Le coup d’envoi du Carnaval de Rio sous le signe de la contestation

 

C’est ce vendredi 9 février 2018 qu’a lieu l’ouverture officielle du Carnaval de Rio, avec la remise des clés de la ville au Roi Momo, qui symbolise la joie sensuelle de cette fête brésilienne on ne peut plus populaire. Cette année, ce coup d’envoi est placé sous le signe de la contestation : si la corruption généralisée est le sujet visé en premier plan, la colère à peine déguisée par l’humour se tourne contre le maire de Rio, pasteur de l’« Église universelle du règne de Dieu ». Comme le président actuel Michel Temer, le maire carioca est un exemple puissant de la déferlante évangélique qui prend au Brésil des proportions inquiétantes. Des icônes comme Neymar en sont d’autres.

 

Au moment de la procédure d’impeachment contre Dilma Rousseff, nous avions déjà alerté contre le danger représenté par ces sectes.

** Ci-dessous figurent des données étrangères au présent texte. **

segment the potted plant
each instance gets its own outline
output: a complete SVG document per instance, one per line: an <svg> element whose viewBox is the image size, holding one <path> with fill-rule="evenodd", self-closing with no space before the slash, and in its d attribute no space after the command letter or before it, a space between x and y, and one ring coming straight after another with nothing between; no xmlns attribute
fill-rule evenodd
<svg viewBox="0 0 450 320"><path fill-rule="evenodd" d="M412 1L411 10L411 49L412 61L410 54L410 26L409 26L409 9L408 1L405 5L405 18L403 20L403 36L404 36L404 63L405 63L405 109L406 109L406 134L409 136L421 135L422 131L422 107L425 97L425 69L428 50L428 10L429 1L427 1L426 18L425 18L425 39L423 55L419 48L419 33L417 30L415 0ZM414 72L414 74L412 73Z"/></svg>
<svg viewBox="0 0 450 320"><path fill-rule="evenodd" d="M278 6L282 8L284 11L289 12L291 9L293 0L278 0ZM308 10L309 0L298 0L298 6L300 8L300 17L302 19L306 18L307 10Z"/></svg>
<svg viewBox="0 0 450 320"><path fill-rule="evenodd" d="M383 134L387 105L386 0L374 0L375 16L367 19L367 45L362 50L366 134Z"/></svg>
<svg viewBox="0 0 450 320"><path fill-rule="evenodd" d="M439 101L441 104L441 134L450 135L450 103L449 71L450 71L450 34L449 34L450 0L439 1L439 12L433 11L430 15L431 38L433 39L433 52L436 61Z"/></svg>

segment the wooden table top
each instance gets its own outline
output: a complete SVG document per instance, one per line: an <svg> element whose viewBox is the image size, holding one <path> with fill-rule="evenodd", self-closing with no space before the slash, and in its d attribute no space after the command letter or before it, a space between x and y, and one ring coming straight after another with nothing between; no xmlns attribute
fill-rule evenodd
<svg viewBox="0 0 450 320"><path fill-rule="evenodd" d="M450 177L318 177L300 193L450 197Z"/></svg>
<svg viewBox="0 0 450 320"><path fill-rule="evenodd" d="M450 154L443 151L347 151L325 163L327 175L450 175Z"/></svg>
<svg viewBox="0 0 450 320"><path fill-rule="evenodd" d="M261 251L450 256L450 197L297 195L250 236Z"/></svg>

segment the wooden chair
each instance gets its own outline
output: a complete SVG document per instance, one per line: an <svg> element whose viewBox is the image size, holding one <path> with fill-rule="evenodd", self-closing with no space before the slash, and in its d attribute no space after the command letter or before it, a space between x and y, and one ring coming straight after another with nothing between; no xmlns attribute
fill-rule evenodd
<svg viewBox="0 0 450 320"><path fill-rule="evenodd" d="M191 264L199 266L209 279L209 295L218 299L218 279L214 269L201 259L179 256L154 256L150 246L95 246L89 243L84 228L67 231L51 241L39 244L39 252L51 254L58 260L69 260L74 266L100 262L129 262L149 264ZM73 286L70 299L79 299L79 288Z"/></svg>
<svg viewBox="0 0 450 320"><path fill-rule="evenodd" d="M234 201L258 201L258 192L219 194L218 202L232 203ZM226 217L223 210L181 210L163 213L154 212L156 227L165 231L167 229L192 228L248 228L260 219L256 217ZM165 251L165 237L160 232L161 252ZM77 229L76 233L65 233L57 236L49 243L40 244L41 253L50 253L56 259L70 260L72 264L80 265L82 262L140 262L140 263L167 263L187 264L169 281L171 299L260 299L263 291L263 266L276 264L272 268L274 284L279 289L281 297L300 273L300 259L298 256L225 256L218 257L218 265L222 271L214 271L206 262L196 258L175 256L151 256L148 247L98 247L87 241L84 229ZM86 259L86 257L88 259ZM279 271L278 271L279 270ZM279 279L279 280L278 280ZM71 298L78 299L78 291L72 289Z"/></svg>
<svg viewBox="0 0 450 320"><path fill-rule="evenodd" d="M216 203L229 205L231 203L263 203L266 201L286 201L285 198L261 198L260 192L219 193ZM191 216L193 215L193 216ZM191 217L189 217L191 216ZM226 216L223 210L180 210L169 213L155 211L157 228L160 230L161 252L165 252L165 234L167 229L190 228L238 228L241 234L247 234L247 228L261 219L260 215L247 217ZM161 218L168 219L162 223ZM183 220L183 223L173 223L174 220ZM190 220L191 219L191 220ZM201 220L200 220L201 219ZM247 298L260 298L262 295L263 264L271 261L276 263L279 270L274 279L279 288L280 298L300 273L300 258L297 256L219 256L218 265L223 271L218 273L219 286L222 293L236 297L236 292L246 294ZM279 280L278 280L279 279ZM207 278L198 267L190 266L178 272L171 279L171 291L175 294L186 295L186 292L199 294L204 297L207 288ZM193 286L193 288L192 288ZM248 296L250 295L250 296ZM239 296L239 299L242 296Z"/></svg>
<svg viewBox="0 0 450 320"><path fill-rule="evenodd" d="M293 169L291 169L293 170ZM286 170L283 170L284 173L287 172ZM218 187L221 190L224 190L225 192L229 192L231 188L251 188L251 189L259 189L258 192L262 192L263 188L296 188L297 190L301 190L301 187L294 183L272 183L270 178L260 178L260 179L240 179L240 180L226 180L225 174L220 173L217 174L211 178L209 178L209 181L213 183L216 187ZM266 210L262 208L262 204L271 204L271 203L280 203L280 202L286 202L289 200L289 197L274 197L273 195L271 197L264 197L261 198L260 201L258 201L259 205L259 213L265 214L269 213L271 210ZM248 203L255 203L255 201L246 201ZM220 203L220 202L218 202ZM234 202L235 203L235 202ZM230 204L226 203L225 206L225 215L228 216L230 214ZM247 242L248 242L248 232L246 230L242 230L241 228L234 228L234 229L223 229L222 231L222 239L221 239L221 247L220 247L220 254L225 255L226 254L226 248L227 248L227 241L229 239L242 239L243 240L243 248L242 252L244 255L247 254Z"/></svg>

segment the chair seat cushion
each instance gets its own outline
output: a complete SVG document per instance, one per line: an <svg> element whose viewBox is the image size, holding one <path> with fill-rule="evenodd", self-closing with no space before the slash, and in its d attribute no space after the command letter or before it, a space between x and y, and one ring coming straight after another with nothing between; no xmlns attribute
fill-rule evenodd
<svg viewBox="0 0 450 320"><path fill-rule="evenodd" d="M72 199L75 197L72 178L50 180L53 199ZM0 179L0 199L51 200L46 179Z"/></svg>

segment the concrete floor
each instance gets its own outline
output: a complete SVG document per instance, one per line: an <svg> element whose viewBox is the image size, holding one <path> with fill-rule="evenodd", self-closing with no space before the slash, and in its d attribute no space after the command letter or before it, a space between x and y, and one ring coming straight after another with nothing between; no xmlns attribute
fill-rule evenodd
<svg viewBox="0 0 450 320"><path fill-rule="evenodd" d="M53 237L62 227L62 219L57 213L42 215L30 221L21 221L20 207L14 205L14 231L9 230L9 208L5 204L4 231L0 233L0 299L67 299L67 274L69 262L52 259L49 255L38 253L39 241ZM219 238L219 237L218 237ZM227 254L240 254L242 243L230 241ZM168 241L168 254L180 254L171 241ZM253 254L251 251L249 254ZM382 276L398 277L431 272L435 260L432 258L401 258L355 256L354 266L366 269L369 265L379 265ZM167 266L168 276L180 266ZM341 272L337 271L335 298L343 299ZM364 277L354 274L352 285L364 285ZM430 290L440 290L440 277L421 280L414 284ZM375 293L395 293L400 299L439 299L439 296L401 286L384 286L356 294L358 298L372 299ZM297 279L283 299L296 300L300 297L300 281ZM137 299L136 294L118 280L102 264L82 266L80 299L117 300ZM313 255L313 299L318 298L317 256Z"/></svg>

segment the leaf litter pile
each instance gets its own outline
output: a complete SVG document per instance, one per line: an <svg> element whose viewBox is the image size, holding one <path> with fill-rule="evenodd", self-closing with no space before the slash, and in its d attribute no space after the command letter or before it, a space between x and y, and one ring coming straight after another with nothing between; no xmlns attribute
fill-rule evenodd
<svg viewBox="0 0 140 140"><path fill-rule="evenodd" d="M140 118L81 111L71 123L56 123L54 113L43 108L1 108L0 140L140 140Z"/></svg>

L’article publié par « les Inrockuptibles » le 7 février dernier, à propos du livre qui vient de sortir JÉSUS T’AIME – La déferlante évangélique, de Lamia Oualalou, mérite dans ce sens notre attention.

 

 

Quelques extraits de l’article cité :

 

 

Homophobie, foot, prières de rue :

plongée dans la déferlante évangélique au Brésil

 

 

« Depuis les années 1970, le nombre de protestants évangéliques explose au Brésil, jusque-là premier pays catholique du monde. La journaliste Lamia Oualalou […] enquête sur ce mouvement dont les idées réactionnaires prospèrent et [sur] ces hommes de foi qui se font entendre dans un pays frappé par la crise politique.

[…]

 

Le 21 août 2016 représente sans doute le moment le plus important de la jeune carrière [de Neymar]. D’abord buteur puis auteur du tir au but décisif, il offre au Brésil et à son football le dernier titre manquant à son palmarès, l’or olympique. Deux ans plus tôt, lors de la Coupe du monde dans son pays, celui qui était déjà présenté comme l’homme providentiel avait échoué dans sa mission. En guise de trophée, il n’avait reçu qu’un violent coup dans le bas du dos, lui fracturant vertèbres et rêve de victoire devant son public.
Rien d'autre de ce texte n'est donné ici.